Initial History

Background

Conducting a thorough initial history and physical examination is important even if previous medical records are available. This is the best opportunity to get a complete picture of the patient's HIV disease status, comorbid conditions, and his or her physical and emotional condition, as well as to establish the basis for an ongoing relationship with the patient.
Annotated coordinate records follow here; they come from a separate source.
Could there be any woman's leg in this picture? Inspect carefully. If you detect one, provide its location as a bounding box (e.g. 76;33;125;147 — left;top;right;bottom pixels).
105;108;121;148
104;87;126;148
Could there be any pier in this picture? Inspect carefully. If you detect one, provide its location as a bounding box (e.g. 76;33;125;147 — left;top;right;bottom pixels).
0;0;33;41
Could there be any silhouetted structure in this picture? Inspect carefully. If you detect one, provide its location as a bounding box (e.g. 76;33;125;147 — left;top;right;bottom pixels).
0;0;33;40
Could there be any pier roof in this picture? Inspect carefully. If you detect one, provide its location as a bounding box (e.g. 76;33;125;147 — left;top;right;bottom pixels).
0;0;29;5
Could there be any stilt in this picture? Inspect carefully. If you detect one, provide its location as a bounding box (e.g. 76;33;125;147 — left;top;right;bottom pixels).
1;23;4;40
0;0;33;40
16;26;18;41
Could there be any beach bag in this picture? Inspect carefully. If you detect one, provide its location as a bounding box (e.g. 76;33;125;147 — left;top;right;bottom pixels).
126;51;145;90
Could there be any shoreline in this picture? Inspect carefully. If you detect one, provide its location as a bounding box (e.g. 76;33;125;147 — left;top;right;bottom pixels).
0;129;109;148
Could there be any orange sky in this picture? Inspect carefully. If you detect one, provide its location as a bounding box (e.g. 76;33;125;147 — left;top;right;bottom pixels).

Many of the conditions that put immunocompromised patients at risk of disease can be detected early, by means of a thorough assessment.

The information gathered through the initial history and physical examination will provide a comprehensive standardized database for the assessment and treatment of HIV-related problems, including acute intervention and ongoing prevention services and supportive care.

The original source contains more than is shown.